Find a basis for the eigenspace corresponding to the eigenvalue -1.

So far I have:
-1-3 -4 4
-2 -1-1 -2
-4 4 -1--5

-4 -4 4 (divde by row 2)
-2 -2 -2
-4 4 4 (divide by row 2)

2 2 -2
-2 -2 -2
2 -2 -2

I get here and this is where I get stuck.

2. Originally Posted by Arita
B = 3 -4 4 eigenvalue = -1

-2 1 -2

-4 4 -5

Find a basis for the eigenspace corresponding to the eigenvalue -1.

So far I have:
-1-3 -4 4
-2 -1-1 -2
-4 4 -1--5

-4 -4 4 (divde by row 2)
-2 -2 -2
-4 4 4 (divide by row 2)

2 2 -2
-2 -2 -2
2 -2 -2

I get here and this is where I get stuck.

Is B the eigenvector corresponding to the eigenvalue of -1? What was the original matrix?

3. B is the matrix.

The original matrix is:

3 -4 4
-2 1 -2
-4 4 -5

I then went to (-4, -4, 4) (-2, -2, -2)(-4, 4, 4) then reduced to (-1, -1, 1) (-2,-2,-2) (-4, 4, 4) to finally reducing to
1 -1 1
0 0 0
0 0 0

But how do I get the eigenvector

4. Originally Posted by Arita
B is the matrix.

The original matrix is:

3 -4 4
-2 1 -2
-4 4 -5
$\displaystyle\begin{vmatrix}3-\lambda&-4&4\\-2&1-\lambda&-2\\-4&4&-5-\lambda\end{vmatrix}=(3-\lambda)[-(1-\lambda)(-5-\lambda)+8]=-(\lambda+1)(\lambda^2-1)=0$

Eigenvalues

$\lambda_1=\lambda_2=-1, \ \lambda_3=1$

$\displaystyle\lambda_1=\lambda_2=-1, \ \ \begin{bmatrix}4&-4&4\\-2&2&-2\\-4&1&-4\end{bmatrix}\Rightarrow\mbox{rref}=\begin{bmatri x}1&-1&1\\0&0&0\\0&0&0\end{bmatrix}$

$\displaystyle x_1=x_2-x_3\Rightarrow\begin{bmatrix}x_2-x_3\\x_2\\x_3\end{bmatrix}\Rightarrow x_2\begin{bmatrix}1\\1\\0\end{bmatrix}+x_3\begin{b matrix}-1\\0\\1\end{bmatrix}$

5. Just so I understand this correctly, there are to eigenvectors for the eigenvalue of -1?

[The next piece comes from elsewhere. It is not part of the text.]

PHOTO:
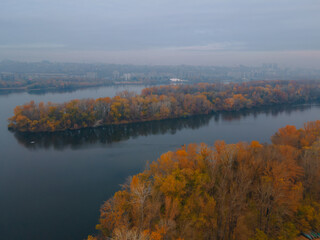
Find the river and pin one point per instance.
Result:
(52, 185)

6. Originally Posted by Arita
Just so I understand this correctly, there are to eigenvectors for the eigenvalue of -1?
Yes, the eigenvectors for -1 are

$\displaystyle \left\{\begin{bmatrix}1\\1\\0\end{bmatrix},\begin{ bmatrix}-1\\0\\1\end{bmatrix}\right\}$

7. Thanks so much for the help!

8. Originally Posted by Arita
Thanks so much for the help!
There is also an eigenvector associate with lambda equals one too. Just plug it in to

$\displaystyle
\displaystyle\begin{vmatrix}3-\lambda&-4&4\\-2&1-\lambda&-2\\-4&4&-5-\lambda\end{vmatrix}$

and find the reduced row echelon form.